(Editor's note: This story has been updated to reflect that Mark Maxwell, quoted in Capitol Fax, is with WCIA-TV).
SPRINGFIELD – Bill Haine of Alton, double tasking in retirement from the state Senate, will regulate Illinois campaigns while spending a $286,786 surplus that his own campaigns piled up.
In a sudden glare of publicity over his roles as election board commissioner and big spender, he pledges to accelerate the depletion of his treasury.
“My intent was to give it away over time,” he told Capitol Fax on Oct. 30.
He said he’d give it to local charities.
Gov. J.B. Pritzker appointed Haine to the election board in May, after Haine ended a Senate career that lasted 16 years.
According to Illinois State Board of Elections spokesman Matt Dietrich, Haine consulted with staff about the disposition of his campaign committee before joining the board.
Dietrich said Haine complied with board rules by converting his candidate committee to a political action committee.

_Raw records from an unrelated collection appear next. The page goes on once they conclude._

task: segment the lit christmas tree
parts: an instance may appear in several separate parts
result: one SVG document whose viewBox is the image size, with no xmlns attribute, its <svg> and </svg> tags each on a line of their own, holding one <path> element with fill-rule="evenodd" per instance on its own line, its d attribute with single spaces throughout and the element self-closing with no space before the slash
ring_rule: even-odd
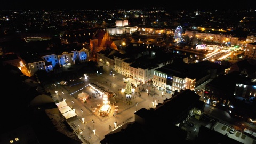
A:
<svg viewBox="0 0 256 144">
<path fill-rule="evenodd" d="M 132 85 L 131 85 L 131 82 L 128 81 L 128 82 L 127 82 L 126 87 L 125 87 L 125 89 L 124 89 L 124 93 L 125 93 L 125 94 L 126 95 L 130 95 L 132 93 Z"/>
</svg>

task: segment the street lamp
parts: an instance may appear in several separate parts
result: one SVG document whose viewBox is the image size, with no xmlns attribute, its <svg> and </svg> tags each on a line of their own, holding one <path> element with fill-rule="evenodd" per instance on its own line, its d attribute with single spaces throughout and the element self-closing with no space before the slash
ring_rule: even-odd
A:
<svg viewBox="0 0 256 144">
<path fill-rule="evenodd" d="M 136 102 L 135 103 L 135 106 L 136 107 L 136 110 L 135 111 L 135 113 L 136 113 L 136 111 L 137 111 L 137 105 L 138 105 L 138 102 Z"/>
<path fill-rule="evenodd" d="M 93 130 L 92 130 L 92 131 L 93 132 L 93 134 L 95 136 L 95 135 L 96 134 L 96 133 L 95 133 L 95 132 L 96 131 L 96 130 L 94 129 L 94 121 L 92 119 L 92 123 L 93 124 Z"/>
<path fill-rule="evenodd" d="M 132 88 L 132 92 L 134 93 L 134 91 L 135 91 L 135 89 L 134 88 Z"/>
<path fill-rule="evenodd" d="M 114 122 L 114 128 L 116 127 L 116 113 L 114 113 L 113 116 L 115 117 L 115 121 Z"/>
<path fill-rule="evenodd" d="M 153 101 L 152 102 L 152 107 L 154 107 L 154 106 L 155 105 L 155 103 L 154 102 L 154 95 L 152 96 L 153 97 Z"/>
</svg>

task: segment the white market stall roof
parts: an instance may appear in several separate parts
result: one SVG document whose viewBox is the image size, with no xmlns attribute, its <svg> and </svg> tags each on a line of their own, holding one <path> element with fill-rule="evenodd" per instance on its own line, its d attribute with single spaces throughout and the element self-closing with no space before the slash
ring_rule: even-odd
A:
<svg viewBox="0 0 256 144">
<path fill-rule="evenodd" d="M 74 110 L 69 111 L 68 112 L 62 114 L 62 115 L 66 119 L 76 116 L 76 113 L 75 113 L 75 111 L 74 111 Z"/>
<path fill-rule="evenodd" d="M 68 105 L 67 104 L 67 103 L 66 103 L 66 102 L 65 102 L 64 101 L 62 101 L 58 103 L 56 103 L 56 105 L 57 105 L 57 107 L 59 108 L 62 108 L 63 107 L 66 106 Z"/>
<path fill-rule="evenodd" d="M 57 105 L 57 107 L 59 108 L 59 110 L 61 113 L 66 119 L 76 116 L 76 113 L 75 113 L 75 111 L 73 110 L 69 106 L 68 106 L 66 102 L 61 101 L 56 103 L 56 105 Z"/>
<path fill-rule="evenodd" d="M 62 108 L 59 108 L 59 110 L 60 110 L 61 114 L 64 114 L 68 112 L 68 111 L 72 110 L 72 109 L 71 109 L 71 108 L 69 106 L 66 106 Z"/>
</svg>

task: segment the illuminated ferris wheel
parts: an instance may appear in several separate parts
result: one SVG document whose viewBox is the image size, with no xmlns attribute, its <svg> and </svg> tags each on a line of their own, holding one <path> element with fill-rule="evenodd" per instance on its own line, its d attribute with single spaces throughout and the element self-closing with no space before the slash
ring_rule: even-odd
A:
<svg viewBox="0 0 256 144">
<path fill-rule="evenodd" d="M 179 43 L 181 41 L 182 41 L 182 28 L 181 26 L 179 26 L 176 28 L 174 33 L 174 39 L 177 43 Z"/>
</svg>

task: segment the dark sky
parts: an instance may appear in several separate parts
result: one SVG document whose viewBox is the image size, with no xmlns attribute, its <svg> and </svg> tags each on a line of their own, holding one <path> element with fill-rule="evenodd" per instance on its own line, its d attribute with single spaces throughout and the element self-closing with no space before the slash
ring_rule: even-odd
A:
<svg viewBox="0 0 256 144">
<path fill-rule="evenodd" d="M 3 0 L 1 10 L 110 10 L 163 7 L 169 10 L 256 9 L 254 0 L 249 1 L 31 1 Z"/>
</svg>

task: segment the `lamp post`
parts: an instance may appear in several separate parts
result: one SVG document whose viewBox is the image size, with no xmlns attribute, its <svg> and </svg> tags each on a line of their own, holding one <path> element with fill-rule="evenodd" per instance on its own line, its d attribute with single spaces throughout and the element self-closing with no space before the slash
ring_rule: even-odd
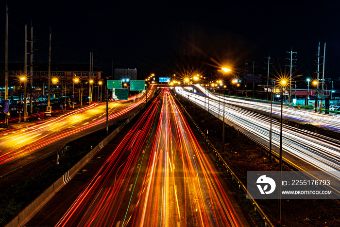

Haine called the new committee the William Haine Fund to Promote Progress of Citizens of the Metro-East.
That might have laid the matter to rest, except that Haine’s son Tom Haine organized a committee to run for Madison County state’s attorney.
Critics complained that Bill Haine’s action committee could give money to Tom Haine’s campaign committee.
State Senator Dan McConchie, a Republican from Hawthorn Woods, told WCIA-TV of Champaign that the election board should be impartial.
“The ability of board members to spend money on behalf of candidates undermines that impartiality,” McConchie said.
He said he’d draft legislation and “close this loophole that allows election board members to play in elections over which they have oversight.”
Haine retreated, telling WCIA he’d support a law prohibiting future board members from raising money through action committees.
“I have to be very circumspect with it,” Haine said.
Pritzker issued a statement that his administration would review the matter.
Mark Maxwell of WCIA, quoted in Capitol Fax, stated, “Bill Haine was one of the most respected state Senators of out past quarter century. He shouldn’t taint that image now.”
He wrote that Haine should empty the account by giving it to charity.
Maxwell later posted a note that Haine called and said he’d do just that.
He has tied up most of the money in certificates of deposit at Bank of Edwardsville.
Dietrich said it’s not uncommon for candidates to invest campaign receipts in certificates of deposit, especially candidates with long records.
Haine organized his committee in 1987, when he ran for state’s attorney.
The committee started buying big certificates of deposit in 2002.
At the end of 2008, they added up to $295,000.
In the last half of 2016, he sold 13 of them for $310,000.
That covered about half of his expenses.